When a financial intermediary such as a bank borrows from one person and lends to another, we have observed a demonstration of
Correct Answer
A. Indirect finance
Explanation
Indirect finance refers to the process where a financial intermediary, like a bank, borrows money from one person (savers) and lends it to another person (borrowers). In this case, the bank acts as an intermediary between the savers and borrowers, facilitating the flow of funds in the economy. This allows savers to earn interest on their savings while borrowers can access the funds they need for various purposes. Therefore, the correct answer is indirect finance.
30.
When lenders have inferior knowledge relative to borrowers about the potential returns and risks associated with an investment project, it gives rise to the problem known as
Correct Answer
D. Asymmetric information
Explanation
Asymmetric information refers to a situation where one party involved in a transaction has more information or knowledge than the other party. In the context of lenders and borrowers, it means that borrowers have more information about the potential returns and risks of an investment project than the lenders. This can lead to problems in financial intermediation, as lenders may be hesitant to provide funds or may charge higher interest rates due to the uncertainty and potential risks involved. Therefore, the correct answer is asymmetric information.
31.
Which of the following is a depository institution?
Correct Answer
C. Credit union
Explanation
A credit union is considered a depository institution because it is a financial institution that accepts deposits from its members and provides them with various banking services, such as savings accounts, checking accounts, and loans. Unlike traditional banks, credit unions are member-owned and operated, with the goal of serving their members' financial needs rather than making a profit. Therefore, credit unions meet the criteria of being a depository institution by accepting deposits and providing banking services to their members.
32.
Which of the following institutions holds mortgages as their primary asset?
Correct Answer
B. Savings and loan association
Explanation
Savings and loan associations hold mortgages as their primary asset. This is because they are financial institutions that specialize in accepting savings deposits and providing mortgage loans. Unlike banks, which offer a wide range of financial services, savings and loan associations primarily focus on mortgage lending. They obtain funds from depositors and use these funds to provide loans for individuals and businesses to purchase real estate properties. Thus, savings and loan associations have mortgages as their primary asset.
33.
Mutual funds
Correct Answer
C. Sell shares and use the proceeds to buy diversified portfolios of stocks and bonds
Explanation
Mutual funds sell shares to investors and use the money obtained from the sales to buy a diversified portfolio of stocks and bonds.

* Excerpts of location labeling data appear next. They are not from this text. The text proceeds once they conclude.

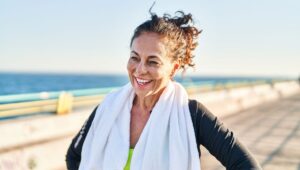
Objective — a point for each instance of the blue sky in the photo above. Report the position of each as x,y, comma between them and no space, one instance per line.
242,38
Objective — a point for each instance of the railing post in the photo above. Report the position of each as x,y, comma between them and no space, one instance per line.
64,103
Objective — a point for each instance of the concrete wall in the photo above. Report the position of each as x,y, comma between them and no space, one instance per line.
41,142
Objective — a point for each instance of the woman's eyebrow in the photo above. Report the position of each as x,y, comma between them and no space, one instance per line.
135,53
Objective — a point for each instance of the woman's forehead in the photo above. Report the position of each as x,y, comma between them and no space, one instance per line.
149,43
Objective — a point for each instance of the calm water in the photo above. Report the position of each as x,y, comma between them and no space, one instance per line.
17,83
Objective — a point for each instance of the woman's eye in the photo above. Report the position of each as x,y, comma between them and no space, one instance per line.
134,58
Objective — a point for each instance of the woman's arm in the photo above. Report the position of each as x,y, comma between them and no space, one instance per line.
221,142
73,156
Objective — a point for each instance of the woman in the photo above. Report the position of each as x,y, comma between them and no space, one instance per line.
150,123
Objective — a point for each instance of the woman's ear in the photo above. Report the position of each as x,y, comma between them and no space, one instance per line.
176,66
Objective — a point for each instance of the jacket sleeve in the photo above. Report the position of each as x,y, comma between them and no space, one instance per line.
73,155
221,142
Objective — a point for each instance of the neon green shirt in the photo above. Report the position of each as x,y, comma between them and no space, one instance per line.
127,166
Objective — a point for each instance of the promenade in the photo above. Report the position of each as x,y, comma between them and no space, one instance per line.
271,132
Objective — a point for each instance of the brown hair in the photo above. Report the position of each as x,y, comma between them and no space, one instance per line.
179,32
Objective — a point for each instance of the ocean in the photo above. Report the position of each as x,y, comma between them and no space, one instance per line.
20,83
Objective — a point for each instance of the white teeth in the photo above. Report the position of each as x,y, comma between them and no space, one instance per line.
141,81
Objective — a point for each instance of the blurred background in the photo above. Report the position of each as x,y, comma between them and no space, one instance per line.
59,58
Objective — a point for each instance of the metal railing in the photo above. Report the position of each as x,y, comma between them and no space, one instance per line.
64,102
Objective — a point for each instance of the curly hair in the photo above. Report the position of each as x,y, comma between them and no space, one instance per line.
179,33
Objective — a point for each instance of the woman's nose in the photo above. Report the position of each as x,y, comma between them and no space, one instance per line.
141,68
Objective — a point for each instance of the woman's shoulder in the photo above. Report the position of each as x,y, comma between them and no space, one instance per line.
198,110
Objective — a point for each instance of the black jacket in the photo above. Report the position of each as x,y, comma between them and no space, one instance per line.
209,132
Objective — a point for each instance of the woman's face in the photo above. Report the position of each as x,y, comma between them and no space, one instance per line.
149,66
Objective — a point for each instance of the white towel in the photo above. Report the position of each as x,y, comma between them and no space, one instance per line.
166,143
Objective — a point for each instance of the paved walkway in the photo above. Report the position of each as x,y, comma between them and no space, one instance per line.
270,131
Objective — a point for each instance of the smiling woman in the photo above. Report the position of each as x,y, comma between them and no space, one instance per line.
150,123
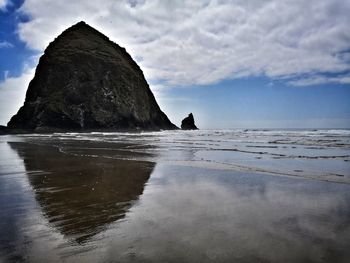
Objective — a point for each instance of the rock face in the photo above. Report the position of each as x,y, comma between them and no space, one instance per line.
86,81
188,123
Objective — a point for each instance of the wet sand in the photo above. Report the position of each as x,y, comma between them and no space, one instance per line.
96,202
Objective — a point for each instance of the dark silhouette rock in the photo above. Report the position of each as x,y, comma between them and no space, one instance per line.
188,123
85,81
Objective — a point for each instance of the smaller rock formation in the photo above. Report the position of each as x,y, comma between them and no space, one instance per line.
188,123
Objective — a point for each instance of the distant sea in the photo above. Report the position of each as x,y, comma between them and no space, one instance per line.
243,195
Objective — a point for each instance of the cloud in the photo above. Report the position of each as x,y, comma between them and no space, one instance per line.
3,4
316,80
12,94
202,42
5,44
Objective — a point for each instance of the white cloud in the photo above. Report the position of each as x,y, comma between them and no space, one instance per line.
202,42
3,4
316,80
12,94
5,44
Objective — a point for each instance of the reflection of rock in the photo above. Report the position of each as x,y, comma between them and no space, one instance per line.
82,195
188,123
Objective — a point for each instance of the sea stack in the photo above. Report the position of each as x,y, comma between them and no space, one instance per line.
188,123
85,81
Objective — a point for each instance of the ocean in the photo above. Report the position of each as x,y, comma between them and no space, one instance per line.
176,196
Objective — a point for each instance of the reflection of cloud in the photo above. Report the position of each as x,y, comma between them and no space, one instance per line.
80,196
192,214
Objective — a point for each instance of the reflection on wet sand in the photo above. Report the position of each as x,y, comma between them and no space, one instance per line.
81,196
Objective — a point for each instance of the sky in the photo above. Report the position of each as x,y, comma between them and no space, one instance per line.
233,64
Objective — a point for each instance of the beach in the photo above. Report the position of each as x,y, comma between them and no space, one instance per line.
176,196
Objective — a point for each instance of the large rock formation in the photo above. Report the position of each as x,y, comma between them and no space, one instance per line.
188,123
86,81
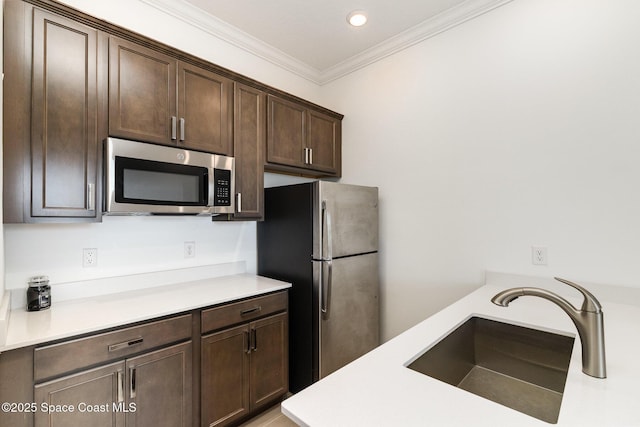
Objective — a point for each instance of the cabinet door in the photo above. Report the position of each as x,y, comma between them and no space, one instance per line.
64,142
92,394
204,110
159,385
269,359
225,376
142,93
249,139
286,132
324,140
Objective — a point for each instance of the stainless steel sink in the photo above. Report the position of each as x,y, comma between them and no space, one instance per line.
521,368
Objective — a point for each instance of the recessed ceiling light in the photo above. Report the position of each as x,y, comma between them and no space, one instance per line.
357,18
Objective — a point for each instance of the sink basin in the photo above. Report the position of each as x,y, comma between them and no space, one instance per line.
521,368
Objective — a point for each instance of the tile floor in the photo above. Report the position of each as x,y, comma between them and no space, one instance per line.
270,418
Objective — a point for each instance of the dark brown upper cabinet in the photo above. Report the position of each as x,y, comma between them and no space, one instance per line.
302,140
155,98
52,98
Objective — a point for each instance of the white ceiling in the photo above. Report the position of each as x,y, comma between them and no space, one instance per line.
312,37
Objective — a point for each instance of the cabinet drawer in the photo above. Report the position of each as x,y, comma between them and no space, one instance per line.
243,311
67,356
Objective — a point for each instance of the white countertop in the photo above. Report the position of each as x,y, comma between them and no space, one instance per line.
378,390
74,317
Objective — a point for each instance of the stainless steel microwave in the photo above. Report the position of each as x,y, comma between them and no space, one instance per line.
146,179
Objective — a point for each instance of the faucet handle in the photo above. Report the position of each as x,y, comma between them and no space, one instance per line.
590,302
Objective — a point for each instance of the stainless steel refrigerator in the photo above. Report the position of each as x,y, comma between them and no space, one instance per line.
323,238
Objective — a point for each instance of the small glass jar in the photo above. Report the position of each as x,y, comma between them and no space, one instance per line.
38,293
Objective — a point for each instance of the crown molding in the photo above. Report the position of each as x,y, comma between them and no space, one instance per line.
220,29
444,21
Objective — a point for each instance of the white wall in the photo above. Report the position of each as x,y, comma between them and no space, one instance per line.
1,133
515,129
126,245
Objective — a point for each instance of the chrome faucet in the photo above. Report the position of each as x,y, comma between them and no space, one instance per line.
588,321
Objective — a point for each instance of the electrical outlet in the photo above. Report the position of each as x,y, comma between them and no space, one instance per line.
189,249
539,255
89,257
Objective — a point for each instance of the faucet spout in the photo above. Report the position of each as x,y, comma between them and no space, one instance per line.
588,321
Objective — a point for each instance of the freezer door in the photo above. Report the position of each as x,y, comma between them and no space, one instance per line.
349,310
345,220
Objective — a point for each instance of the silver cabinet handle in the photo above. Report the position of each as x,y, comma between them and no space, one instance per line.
126,344
120,379
132,383
247,345
254,338
91,196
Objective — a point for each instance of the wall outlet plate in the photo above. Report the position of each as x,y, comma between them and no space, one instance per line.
539,255
189,249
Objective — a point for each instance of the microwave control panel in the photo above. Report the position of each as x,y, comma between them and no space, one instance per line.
222,187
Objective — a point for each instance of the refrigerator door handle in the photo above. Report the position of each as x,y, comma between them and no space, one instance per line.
326,290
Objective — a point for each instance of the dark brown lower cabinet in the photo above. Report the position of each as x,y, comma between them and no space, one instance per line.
153,389
244,368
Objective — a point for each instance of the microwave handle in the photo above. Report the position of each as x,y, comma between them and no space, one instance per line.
212,187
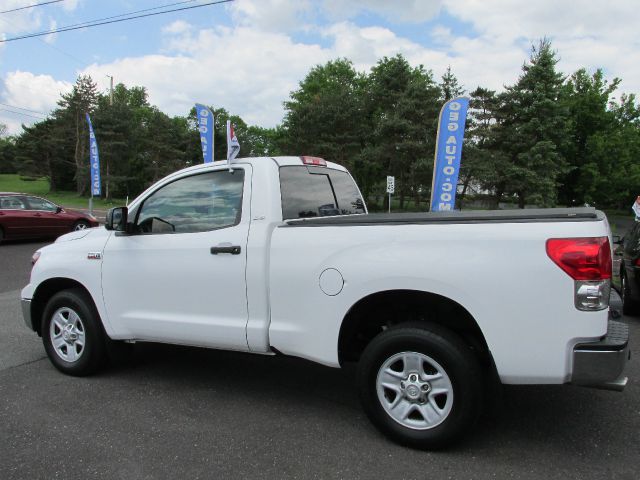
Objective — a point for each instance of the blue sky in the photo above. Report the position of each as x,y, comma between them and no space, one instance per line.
247,55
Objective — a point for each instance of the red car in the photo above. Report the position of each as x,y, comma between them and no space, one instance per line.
28,216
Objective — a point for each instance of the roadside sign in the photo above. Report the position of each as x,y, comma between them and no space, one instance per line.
391,184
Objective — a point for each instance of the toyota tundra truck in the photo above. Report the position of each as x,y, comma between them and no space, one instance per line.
280,256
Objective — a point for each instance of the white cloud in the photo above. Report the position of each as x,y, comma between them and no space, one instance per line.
405,11
36,93
250,68
246,71
271,15
52,36
70,5
177,27
21,21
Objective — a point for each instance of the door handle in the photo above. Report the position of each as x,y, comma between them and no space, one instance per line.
232,249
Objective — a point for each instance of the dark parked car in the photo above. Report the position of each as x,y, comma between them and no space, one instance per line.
630,271
28,216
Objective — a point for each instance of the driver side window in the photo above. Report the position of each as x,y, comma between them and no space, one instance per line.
199,203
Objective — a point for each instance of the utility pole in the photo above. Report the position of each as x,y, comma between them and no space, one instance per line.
111,105
110,90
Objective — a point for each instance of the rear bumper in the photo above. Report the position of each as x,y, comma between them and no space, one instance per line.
600,364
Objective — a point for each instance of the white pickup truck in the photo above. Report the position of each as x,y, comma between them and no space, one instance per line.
279,256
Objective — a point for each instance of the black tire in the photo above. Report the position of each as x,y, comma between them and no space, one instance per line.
81,225
89,356
629,306
447,351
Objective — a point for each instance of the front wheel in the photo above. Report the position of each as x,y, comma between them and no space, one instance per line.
72,333
421,386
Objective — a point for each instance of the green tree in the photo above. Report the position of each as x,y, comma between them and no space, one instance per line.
324,115
71,126
449,86
587,98
403,104
7,151
533,123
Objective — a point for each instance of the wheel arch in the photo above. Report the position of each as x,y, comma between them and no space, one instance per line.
378,311
47,289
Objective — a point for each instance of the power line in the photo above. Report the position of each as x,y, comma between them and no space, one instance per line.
30,6
22,108
76,59
98,23
20,113
90,22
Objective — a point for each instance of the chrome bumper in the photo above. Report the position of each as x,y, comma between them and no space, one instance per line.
600,364
26,313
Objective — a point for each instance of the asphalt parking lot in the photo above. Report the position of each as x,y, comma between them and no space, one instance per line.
187,413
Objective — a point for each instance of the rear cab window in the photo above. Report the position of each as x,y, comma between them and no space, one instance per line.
309,192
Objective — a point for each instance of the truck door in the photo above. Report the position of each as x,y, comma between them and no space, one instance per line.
180,277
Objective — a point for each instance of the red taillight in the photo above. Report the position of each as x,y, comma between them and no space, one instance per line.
582,258
317,161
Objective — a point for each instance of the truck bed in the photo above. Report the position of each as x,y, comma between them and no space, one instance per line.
541,215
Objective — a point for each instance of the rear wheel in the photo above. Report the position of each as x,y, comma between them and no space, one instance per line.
421,386
72,333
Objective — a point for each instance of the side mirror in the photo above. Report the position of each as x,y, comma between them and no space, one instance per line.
116,219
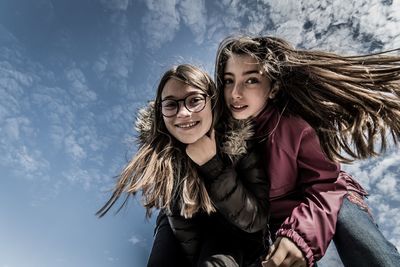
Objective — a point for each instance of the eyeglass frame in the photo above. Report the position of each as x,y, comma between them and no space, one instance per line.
184,104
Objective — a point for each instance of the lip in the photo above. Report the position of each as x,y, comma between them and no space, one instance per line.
187,125
237,107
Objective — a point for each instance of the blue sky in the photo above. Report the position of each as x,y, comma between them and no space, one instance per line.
72,76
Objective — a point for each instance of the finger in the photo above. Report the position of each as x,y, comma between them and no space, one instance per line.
288,261
273,248
277,258
299,263
212,134
270,251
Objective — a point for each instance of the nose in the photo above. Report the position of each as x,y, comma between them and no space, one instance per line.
182,111
236,90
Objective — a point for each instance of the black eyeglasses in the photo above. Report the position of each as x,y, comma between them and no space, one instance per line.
193,103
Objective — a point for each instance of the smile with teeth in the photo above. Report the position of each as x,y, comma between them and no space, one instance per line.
238,106
187,125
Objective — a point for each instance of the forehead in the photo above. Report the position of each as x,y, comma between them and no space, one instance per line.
241,63
177,89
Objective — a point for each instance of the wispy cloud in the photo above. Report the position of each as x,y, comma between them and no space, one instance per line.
160,22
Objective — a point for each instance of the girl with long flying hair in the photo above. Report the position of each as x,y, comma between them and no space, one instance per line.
215,209
313,110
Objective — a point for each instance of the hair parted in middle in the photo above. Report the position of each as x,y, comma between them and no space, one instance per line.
351,101
161,169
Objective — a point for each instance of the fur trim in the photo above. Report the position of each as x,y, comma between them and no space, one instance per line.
237,133
234,141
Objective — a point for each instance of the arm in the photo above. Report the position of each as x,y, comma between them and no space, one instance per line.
187,232
240,194
312,224
166,250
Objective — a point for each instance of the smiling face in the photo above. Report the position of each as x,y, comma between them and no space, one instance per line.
246,87
187,127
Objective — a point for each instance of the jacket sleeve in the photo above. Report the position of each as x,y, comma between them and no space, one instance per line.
166,250
312,224
187,232
239,193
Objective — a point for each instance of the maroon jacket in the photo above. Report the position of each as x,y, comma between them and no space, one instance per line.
307,189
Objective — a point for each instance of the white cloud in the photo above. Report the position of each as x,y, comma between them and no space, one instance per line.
134,240
116,5
161,22
194,15
78,86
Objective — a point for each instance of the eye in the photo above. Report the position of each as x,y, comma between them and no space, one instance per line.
195,100
169,104
252,80
227,81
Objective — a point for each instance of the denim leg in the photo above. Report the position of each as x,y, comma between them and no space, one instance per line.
358,240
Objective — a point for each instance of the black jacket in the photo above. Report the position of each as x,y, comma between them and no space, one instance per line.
239,191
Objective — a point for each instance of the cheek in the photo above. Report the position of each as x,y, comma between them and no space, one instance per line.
226,95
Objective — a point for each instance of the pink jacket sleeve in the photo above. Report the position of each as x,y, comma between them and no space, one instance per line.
311,224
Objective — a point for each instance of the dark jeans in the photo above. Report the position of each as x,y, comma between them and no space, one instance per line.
166,250
358,240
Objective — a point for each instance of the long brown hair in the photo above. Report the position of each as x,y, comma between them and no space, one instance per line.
350,101
160,169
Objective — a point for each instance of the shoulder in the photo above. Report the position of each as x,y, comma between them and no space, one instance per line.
290,130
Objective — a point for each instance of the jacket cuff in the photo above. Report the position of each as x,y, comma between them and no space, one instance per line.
212,169
299,241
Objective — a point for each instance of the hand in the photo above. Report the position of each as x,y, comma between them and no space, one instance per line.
203,149
284,253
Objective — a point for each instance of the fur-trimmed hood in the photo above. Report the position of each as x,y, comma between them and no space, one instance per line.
236,132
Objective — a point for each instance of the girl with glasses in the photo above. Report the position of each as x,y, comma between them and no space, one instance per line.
214,213
311,111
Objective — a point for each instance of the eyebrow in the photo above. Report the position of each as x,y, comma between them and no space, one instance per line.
188,94
257,71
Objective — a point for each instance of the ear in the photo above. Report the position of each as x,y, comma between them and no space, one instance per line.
274,90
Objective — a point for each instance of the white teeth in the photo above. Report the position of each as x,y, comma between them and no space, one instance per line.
187,125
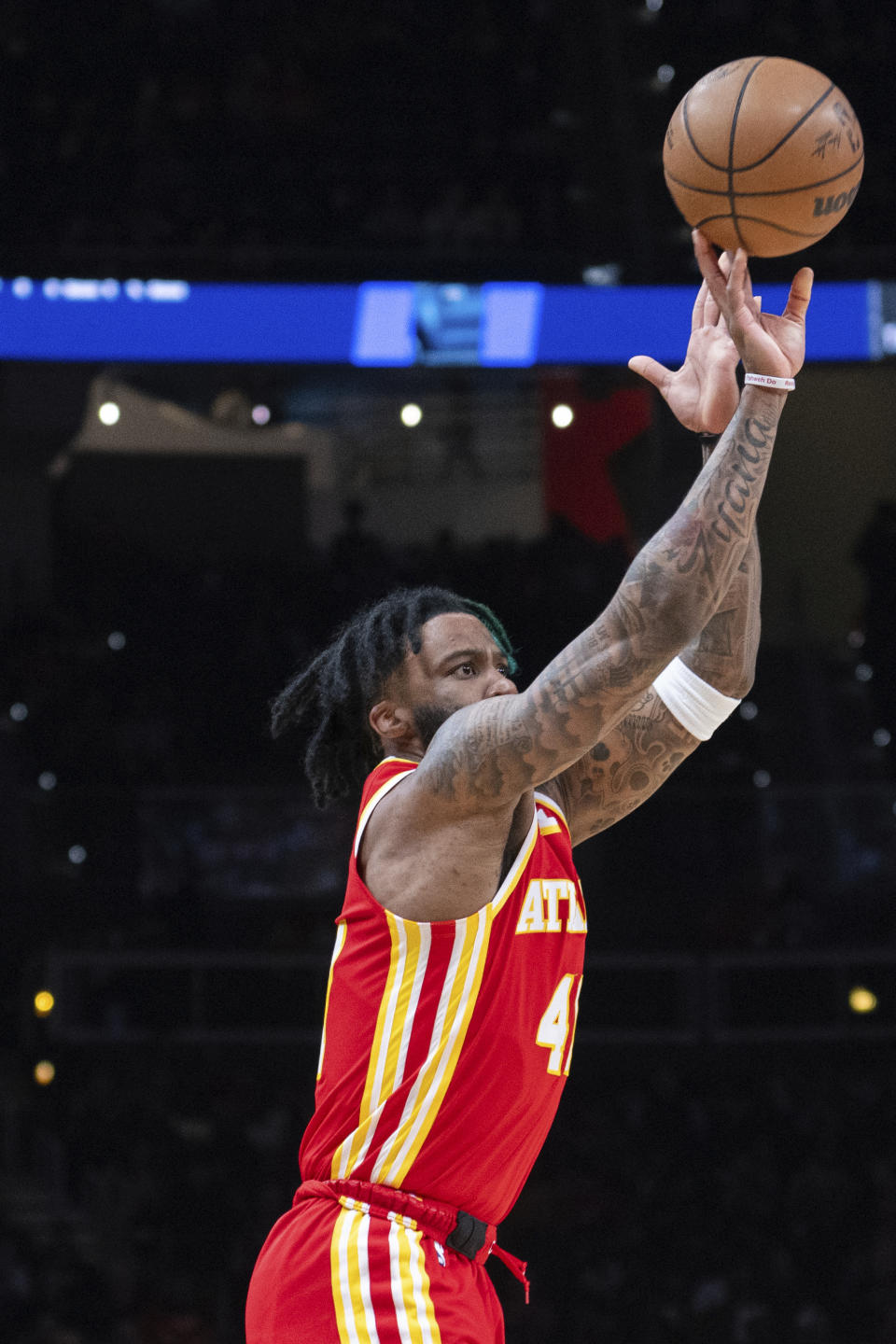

This allows investors to pool their money together and have a professional fund manager make investment decisions on their behalf. By investing in a variety of assets, mutual funds aim to reduce risk and maximize returns for their investors.
34.
Which of the following regulatory agencies protects depositors from bank failures by guaranteeing repayment of deposits up to $100,000 per depositor at a bank?
Correct Answer
D. Federal Deposit Insurance Corporation (FDIC)
Explanation
The correct answer is the Federal Deposit Insurance Corporation (FDIC). This regulatory agency protects depositors from bank failures by guaranteeing repayment of deposits up to $100,000 per depositor at a bank. The FDIC was established in 1933 in response to the widespread bank failures during the Great Depression. Its main purpose is to maintain stability and public confidence in the banking system by insuring deposits and promoting safe and sound banking practices.
35.
Prior of 1986, Regulation Q gave the Federal Reserve the power to
Correct Answer
A. Limit competition between banks by placing a ceiling on the interest rates banks could pay on savings deposits
Explanation
Regulation Q, prior to 1986, restricted competition between banks by placing a limit or ceiling on the interest rates that banks could offer on savings deposits. This means that banks were not allowed to offer higher interest rates to attract customers, thereby limiting competition in the banking industry.